Last Updated on 28 January 2011
The Malta Financial Services Authority has passed with flying colours an independent assessment of its compliance with the Basel Core Principles on financial sector supervision.
The study by three assessors, led by the International Monetary Fund’s former assistant director Piero Ugolini, revealed “strong progress” over a similar test last carried out in 2003.
The Basel principles are issued by the Basel Committee on Banking Supervision, which provides an international forum for regular cooperation on banking supervisory matters. It aims to enhance understanding of key supervisory issues and improve the quality of banking supervision worldwide.
Presenting the findings to Prime Minister Lawrence Gonzi, Mr Ugolini said the assessment showed significant improvement in the MFSA’s overall compliance, mostly due to transposition of EU Directives when Malta joined in 2004.
He said the report also highlighted the resilience of Malta’s financial sector, especially in these times of shocks.
The assessment, carried out last year, covered the MFSA’s sections on banking, insurance and securities.
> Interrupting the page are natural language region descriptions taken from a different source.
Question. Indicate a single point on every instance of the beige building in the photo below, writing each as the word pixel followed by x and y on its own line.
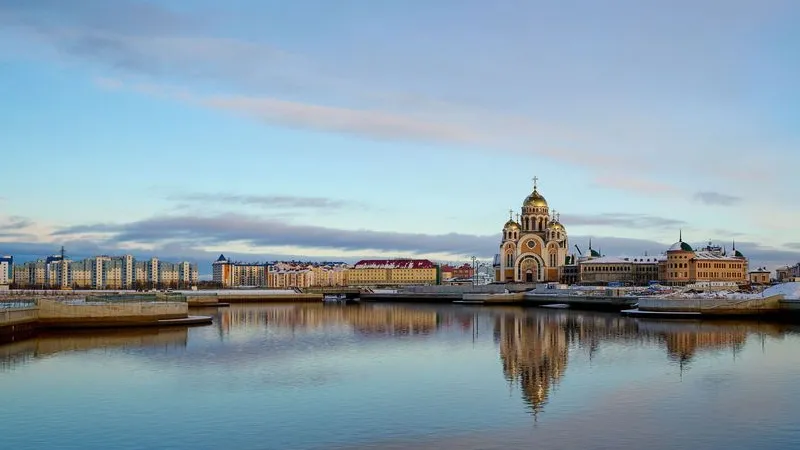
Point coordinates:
pixel 788 273
pixel 759 276
pixel 237 274
pixel 683 265
pixel 534 247
pixel 393 272
pixel 628 270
Mr Ugolini said that although Malta’s overall rating was positive, there were some issues which the authority still had to address, primarily the problem of recruitment of staff.
He said MFSA’s recruitment was being hindered by an administrative circular issued by the Office of the Prime Minister in 2005. As a result of this circular, with imposes a “cumbersome process”, the authority’s recruitment process takes several months, with the obvious effect this has on the workload for the authority’s staff.
The report also recommended changes to its legislation in the case of dismissal of a board member whereby the reason is publicly disclosed.
Mr Ugolini’s report said the MFSA was compliant in 21 of 26 principles and largely compliant in the rest. The principles range from independence and transparency to capital adequacy; from liquidity risk to supervisory approach.
In 2003, the authority was compliant in 11 principles and largely complied in 12. Then, there was only one sector in which the MFSA was materially non-compliant.
The MFSA’s banking area saw the most substantial progress since the last report, Mr Ugolini said.
He criticised the fact that the law did not specifically state the MFSA was the competent authority in the supervision of the Maltese financial sector.